A cell type’s identity can be revealed by its transcriptome and epigenome profiles, both of which can be in flux temporally and spatially, leading to distinct cell states or subtypes. The popular and standard workflow for single cell RNA-seq (scRNA-seq) data analysis applies feature selection, dimensional reduction, and clustering on the gene expression values quantified by read counts, but alternative approaches using a simple classification of a gene to “on” and “off” (i.e., binarization of the gene expression) have been proposed for clustering cells and other downstream analyses.
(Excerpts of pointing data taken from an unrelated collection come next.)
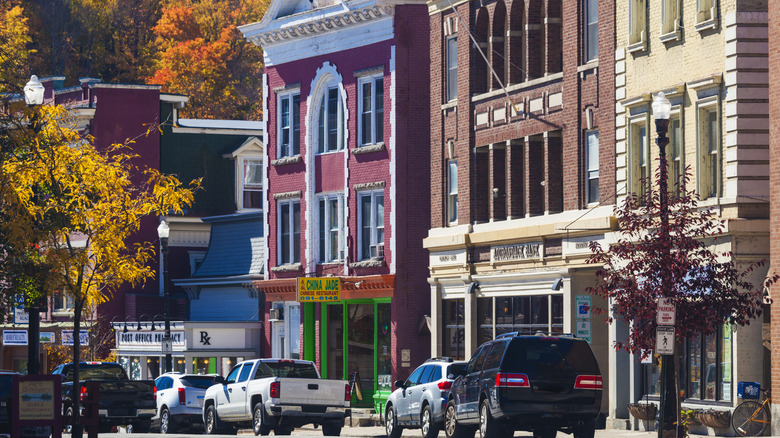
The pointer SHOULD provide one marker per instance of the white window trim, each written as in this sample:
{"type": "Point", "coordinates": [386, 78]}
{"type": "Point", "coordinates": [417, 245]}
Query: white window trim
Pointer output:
{"type": "Point", "coordinates": [371, 79]}
{"type": "Point", "coordinates": [240, 181]}
{"type": "Point", "coordinates": [341, 227]}
{"type": "Point", "coordinates": [291, 242]}
{"type": "Point", "coordinates": [373, 241]}
{"type": "Point", "coordinates": [287, 95]}
{"type": "Point", "coordinates": [708, 104]}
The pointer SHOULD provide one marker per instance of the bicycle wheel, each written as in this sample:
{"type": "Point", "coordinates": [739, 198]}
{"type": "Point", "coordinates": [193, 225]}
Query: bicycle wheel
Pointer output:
{"type": "Point", "coordinates": [749, 419]}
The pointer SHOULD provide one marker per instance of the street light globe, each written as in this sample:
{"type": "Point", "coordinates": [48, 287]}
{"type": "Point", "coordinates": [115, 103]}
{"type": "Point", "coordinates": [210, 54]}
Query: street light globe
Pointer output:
{"type": "Point", "coordinates": [33, 91]}
{"type": "Point", "coordinates": [662, 108]}
{"type": "Point", "coordinates": [163, 230]}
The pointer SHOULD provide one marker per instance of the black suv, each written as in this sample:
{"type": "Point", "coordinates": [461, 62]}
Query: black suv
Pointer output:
{"type": "Point", "coordinates": [535, 383]}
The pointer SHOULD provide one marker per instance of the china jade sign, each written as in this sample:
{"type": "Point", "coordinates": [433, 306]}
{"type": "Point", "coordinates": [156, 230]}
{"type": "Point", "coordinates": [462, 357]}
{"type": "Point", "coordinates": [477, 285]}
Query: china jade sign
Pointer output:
{"type": "Point", "coordinates": [319, 289]}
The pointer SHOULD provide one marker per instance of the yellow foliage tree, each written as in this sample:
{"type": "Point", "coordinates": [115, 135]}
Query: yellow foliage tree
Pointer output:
{"type": "Point", "coordinates": [79, 206]}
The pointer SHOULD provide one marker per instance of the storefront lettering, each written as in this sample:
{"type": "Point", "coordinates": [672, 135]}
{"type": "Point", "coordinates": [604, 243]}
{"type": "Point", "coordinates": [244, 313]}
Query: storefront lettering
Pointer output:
{"type": "Point", "coordinates": [516, 252]}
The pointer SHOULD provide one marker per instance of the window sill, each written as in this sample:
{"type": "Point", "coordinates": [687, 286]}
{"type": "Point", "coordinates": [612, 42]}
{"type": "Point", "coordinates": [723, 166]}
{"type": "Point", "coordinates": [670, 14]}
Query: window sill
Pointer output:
{"type": "Point", "coordinates": [290, 267]}
{"type": "Point", "coordinates": [370, 263]}
{"type": "Point", "coordinates": [287, 160]}
{"type": "Point", "coordinates": [367, 149]}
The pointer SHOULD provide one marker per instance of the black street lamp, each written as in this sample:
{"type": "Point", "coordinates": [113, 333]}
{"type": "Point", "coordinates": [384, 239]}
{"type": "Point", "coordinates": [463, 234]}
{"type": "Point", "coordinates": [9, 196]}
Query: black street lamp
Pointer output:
{"type": "Point", "coordinates": [162, 232]}
{"type": "Point", "coordinates": [33, 96]}
{"type": "Point", "coordinates": [669, 412]}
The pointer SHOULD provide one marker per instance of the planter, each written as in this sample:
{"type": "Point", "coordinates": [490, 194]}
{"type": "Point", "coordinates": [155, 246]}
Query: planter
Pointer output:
{"type": "Point", "coordinates": [643, 411]}
{"type": "Point", "coordinates": [714, 418]}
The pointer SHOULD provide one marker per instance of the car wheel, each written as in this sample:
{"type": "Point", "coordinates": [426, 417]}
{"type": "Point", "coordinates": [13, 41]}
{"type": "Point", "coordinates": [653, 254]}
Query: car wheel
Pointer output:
{"type": "Point", "coordinates": [429, 429]}
{"type": "Point", "coordinates": [258, 423]}
{"type": "Point", "coordinates": [331, 429]}
{"type": "Point", "coordinates": [391, 424]}
{"type": "Point", "coordinates": [587, 430]}
{"type": "Point", "coordinates": [210, 422]}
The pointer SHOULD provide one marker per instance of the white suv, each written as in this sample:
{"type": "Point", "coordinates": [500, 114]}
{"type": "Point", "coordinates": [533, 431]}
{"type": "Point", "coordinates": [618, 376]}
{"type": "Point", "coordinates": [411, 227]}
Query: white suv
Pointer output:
{"type": "Point", "coordinates": [420, 400]}
{"type": "Point", "coordinates": [180, 400]}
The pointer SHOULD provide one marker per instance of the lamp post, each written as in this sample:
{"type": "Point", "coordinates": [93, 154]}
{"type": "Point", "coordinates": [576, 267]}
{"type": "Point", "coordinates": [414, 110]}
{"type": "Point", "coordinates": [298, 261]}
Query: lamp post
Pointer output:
{"type": "Point", "coordinates": [33, 96]}
{"type": "Point", "coordinates": [162, 232]}
{"type": "Point", "coordinates": [669, 412]}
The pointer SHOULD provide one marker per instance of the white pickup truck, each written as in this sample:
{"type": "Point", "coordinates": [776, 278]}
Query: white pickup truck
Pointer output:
{"type": "Point", "coordinates": [278, 395]}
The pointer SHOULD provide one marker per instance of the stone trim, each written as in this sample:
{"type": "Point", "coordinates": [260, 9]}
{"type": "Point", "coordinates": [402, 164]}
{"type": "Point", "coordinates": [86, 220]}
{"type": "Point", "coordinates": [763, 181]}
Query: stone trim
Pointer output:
{"type": "Point", "coordinates": [288, 195]}
{"type": "Point", "coordinates": [289, 267]}
{"type": "Point", "coordinates": [369, 186]}
{"type": "Point", "coordinates": [287, 160]}
{"type": "Point", "coordinates": [379, 147]}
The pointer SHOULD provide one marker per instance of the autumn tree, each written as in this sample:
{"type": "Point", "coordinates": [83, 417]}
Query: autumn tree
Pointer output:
{"type": "Point", "coordinates": [200, 53]}
{"type": "Point", "coordinates": [76, 207]}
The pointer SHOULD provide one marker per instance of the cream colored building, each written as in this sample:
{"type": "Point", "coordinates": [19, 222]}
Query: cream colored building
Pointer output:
{"type": "Point", "coordinates": [709, 57]}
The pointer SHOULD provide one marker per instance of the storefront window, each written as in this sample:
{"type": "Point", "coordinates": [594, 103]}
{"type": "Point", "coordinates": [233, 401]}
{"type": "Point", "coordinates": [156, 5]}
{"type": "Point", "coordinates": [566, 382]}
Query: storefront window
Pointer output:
{"type": "Point", "coordinates": [454, 336]}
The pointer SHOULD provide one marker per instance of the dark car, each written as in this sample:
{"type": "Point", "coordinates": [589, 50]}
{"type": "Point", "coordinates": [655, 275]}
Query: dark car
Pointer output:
{"type": "Point", "coordinates": [535, 383]}
{"type": "Point", "coordinates": [6, 378]}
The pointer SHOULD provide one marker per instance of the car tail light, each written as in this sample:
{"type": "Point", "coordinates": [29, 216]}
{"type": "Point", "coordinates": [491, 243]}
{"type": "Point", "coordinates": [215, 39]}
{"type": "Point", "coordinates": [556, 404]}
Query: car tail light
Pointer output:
{"type": "Point", "coordinates": [445, 385]}
{"type": "Point", "coordinates": [512, 380]}
{"type": "Point", "coordinates": [588, 382]}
Here, we demonstrate that a direct concatenation of the binarized scRNA-seq data and the standard single cell ATAC-seq data is sufficient and effective for vertical integrated clustering analysis, after applying term-frequency-inverse document frequency (TF-IDF) and single value decomposition (also called latent semantic indexing, LSI) algorithms to the combined data, when the two data modalities are collected using a paired multiomic technology. This proposed approach avoids the need for converting scATAC-seq data to gene activity scores for combined analysis. Furthermore it enables a direct investigation into the contribution of each data type for resolving cell type or subtype identity.

Suggested Citation

  • Rohan Misra & Alexander Ferrena & Deyou Zheng, 2025. "Facilitate integrated analysis of single cell multiomic data by binarizing gene expression values," Nature Communications, Nature, vol. 16(1), pages 1-12, December.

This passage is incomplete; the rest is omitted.